George W. Bush konnte sechs seiner acht Amtsjahre mit einem republikanisch
dominierten Kongress regieren. Seinem Vorgänger Bill Clinton waren nur zwei
Jahre mit demokratischer Mehrheit vergönnt. Und alles sieht danach aus, als
könnte es Barack Obama ähnlich gehen. Wieder beherrscht ein Wort die
Analysen US-amerikanischer Kommentatoren, das in den 1980er Jahren Eingang
ins politische Vokabular gefunden hat: "gridlock", was so viel heißt wie
"völliger Stillstand".
Die Rechnung ist recht einfach: Gesetzesinitiativen entstehen in der Regel
eher im Repräsentantenhaus, das in Zukunft republikanisch kontrolliert sein
dürfte. Im Senat werden vermutlich die Demokraten eine Mehrheit behalten.

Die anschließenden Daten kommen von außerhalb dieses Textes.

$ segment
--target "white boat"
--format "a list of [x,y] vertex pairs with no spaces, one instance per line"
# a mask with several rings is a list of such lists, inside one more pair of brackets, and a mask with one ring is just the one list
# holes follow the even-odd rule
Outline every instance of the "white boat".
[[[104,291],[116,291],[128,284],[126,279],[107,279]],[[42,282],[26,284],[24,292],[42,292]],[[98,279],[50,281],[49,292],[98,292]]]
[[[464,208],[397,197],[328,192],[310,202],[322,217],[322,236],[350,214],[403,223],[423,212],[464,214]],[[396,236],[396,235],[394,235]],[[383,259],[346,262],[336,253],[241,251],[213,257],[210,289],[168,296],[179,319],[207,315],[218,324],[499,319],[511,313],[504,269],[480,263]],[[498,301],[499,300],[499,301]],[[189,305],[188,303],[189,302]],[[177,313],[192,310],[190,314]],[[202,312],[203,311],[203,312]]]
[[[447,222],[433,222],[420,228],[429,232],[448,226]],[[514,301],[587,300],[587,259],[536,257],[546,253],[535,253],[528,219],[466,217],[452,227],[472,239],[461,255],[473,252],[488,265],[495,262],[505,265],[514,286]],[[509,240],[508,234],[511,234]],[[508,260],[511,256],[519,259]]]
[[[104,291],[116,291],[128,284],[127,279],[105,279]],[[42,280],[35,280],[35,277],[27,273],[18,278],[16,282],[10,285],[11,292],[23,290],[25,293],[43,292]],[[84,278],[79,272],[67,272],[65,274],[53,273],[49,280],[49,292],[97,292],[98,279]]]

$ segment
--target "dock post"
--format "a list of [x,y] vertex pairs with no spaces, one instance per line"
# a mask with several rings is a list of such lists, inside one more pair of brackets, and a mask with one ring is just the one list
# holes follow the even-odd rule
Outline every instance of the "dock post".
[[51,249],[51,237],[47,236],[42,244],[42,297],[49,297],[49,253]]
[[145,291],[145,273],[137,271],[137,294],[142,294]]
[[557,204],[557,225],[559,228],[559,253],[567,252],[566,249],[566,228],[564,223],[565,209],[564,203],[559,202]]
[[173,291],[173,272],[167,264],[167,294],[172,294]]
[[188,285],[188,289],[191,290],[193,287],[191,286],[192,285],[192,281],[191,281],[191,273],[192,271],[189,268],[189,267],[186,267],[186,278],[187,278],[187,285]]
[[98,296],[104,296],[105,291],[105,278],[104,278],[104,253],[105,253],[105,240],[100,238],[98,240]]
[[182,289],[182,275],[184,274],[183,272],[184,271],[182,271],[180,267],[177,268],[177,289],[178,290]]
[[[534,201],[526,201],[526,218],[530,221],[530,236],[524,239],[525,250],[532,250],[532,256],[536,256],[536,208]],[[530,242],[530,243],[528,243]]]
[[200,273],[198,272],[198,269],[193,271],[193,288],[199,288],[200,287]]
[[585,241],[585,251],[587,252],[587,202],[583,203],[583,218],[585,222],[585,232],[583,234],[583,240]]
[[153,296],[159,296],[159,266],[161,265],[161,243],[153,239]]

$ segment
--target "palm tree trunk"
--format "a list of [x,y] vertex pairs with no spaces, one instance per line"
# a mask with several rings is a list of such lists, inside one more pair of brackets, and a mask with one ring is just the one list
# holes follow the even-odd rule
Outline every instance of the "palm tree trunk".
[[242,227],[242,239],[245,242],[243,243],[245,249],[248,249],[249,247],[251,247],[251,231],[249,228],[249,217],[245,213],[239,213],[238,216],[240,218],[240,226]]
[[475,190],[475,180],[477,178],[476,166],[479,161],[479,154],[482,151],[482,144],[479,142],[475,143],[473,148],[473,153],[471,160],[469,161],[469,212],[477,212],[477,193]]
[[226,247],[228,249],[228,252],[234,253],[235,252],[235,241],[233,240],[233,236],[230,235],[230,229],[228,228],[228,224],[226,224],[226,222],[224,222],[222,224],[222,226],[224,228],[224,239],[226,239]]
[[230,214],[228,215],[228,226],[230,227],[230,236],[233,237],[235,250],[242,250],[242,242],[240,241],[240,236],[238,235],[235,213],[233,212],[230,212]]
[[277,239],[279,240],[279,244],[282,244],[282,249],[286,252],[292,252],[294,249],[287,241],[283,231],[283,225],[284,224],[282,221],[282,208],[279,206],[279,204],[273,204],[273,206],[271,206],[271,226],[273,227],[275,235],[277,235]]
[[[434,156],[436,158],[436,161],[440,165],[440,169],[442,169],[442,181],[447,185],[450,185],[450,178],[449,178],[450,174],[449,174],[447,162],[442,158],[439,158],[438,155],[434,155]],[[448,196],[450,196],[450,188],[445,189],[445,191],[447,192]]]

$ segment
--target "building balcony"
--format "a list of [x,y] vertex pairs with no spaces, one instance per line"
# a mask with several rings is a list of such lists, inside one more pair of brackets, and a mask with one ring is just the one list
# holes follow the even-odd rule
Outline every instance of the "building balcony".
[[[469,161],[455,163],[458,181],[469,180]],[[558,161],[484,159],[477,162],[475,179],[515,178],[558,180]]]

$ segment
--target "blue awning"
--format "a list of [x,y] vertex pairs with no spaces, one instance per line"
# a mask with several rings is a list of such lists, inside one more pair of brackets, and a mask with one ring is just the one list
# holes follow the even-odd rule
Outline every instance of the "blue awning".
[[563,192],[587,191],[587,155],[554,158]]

Aber von den 60 der 100 Stimmen, die nötig sind, um ein Gesetz - oder eine
Nominierung - tatsächlich zur Abstimmung zu bringen, werden sie weit
entfernt sein. Dank des sogenannten Filibuster stellen 41 Stimmen im Senat
eine Sperrminorität, die alles blockieren kann. Gleiches würde gelten,
sollten die Republikaner auch den Senat übernehmen. Nicht nur hätten dann
sie ebenfalls Schwierigkeiten, gegen das dann wieder den Demokraten
überlassene Instrument des Filibuster anzukommen; sie hätten zudem auch
noch das Veto des Präsidenten zu erwarten.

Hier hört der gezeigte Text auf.